Authoritarian Politics and the Evolution of Financial Markets in China and Taiwan
Mary Comerford Cooper, Ohio State University
Although there is a fast-growing literature on the politics of financial markets, relatively little of this research explicitly focuses on regime type. My previous research provided evidence that China’s authoritarian political system had significant effects on the design of its stock market institutions introduced in 1990. This paper seeks to refine the argument by examining the effect of socialist versus non-socialist authoritarianism on the nature of political imperatives that shape stock market institutions. In both China and Taiwan, stock markets were established under authoritarian regimes with developmental emphases.
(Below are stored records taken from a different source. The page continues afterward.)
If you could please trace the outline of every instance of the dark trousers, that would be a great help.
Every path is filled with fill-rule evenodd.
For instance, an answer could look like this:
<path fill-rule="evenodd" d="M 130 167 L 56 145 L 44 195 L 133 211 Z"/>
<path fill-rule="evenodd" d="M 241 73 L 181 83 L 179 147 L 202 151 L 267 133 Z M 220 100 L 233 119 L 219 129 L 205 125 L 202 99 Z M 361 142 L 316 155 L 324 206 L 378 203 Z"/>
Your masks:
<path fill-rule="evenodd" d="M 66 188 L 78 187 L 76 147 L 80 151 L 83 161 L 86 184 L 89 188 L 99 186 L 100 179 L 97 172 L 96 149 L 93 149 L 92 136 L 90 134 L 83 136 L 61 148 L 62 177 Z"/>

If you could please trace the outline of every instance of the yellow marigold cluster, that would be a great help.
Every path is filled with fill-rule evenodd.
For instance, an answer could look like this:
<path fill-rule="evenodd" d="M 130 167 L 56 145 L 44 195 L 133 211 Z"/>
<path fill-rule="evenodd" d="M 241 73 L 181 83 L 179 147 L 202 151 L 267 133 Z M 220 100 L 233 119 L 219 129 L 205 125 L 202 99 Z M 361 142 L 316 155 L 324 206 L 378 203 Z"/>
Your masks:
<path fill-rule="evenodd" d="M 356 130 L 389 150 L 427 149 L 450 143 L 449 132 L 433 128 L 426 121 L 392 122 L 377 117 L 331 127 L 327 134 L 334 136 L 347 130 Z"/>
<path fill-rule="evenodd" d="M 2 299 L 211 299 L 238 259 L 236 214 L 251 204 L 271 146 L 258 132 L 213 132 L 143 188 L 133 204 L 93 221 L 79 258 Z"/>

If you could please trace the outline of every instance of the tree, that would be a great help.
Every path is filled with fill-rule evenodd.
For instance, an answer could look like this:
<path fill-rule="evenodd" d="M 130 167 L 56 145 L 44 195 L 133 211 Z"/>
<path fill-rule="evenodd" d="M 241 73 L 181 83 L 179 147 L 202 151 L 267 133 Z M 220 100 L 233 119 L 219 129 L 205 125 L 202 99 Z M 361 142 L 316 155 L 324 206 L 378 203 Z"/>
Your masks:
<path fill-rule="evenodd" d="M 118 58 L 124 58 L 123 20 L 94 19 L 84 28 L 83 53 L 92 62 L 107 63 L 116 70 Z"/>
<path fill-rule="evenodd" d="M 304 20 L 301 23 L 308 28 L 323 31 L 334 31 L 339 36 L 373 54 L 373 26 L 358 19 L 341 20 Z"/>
This paper examines the effect of authoritarian politics on the creation of market institutions on each side of the Taiwan Strait and also evaluates the extent to which Taiwan’s democratization in the late 1980s is associated with changes in governance of the stock markets. Finally, the paper examines the politics of financial liberalization in these respective markets. Financial liberalization is best conceived not as a binary measure, but as a potential menu of policy choices. A country may open its financial markets to foreign capital without restrictions, may selectively allow domestic companies to issue shares overseas, or may allow foreign investors access (which could be limited in a variety of ways) to domestic markets.

Governance with Chinese Characteristics? The Political Economy of Financial Services Regulation in China
Joern-Carsten Gottwald, University College, Cork
The People’s Republic of China is a unique topic for modern comparative government studies; still defining herself as a socialist state based on a Leninist one-party system, the Chinese government has experimented widely with various forms of modern governance, thus pairing traditional party rule with elements of East Asian soft authoritarianism and state-of-the art regulation in some sectors like financial markets. Now, China does not only contradict the traditional notion that liberal markets need a democratic polity to blossom but seems to combine various modes and institutions of government and governance.
Combing economic theories of regulation with new approaches on the rise of the regulatory state and regulatory capitalism, this paper presents a thorough analysis of core features of the Chinese regulatory regime for financial services focusing on central issues of transparency, accountability, and the relationship between market participants, supervisors, and the political principals within the state and the party apparatus. Pinpointing major contradictions among the Chinese reality and western market-based definitions, the paper sketches a new pattern of governance with Chinese characteristics.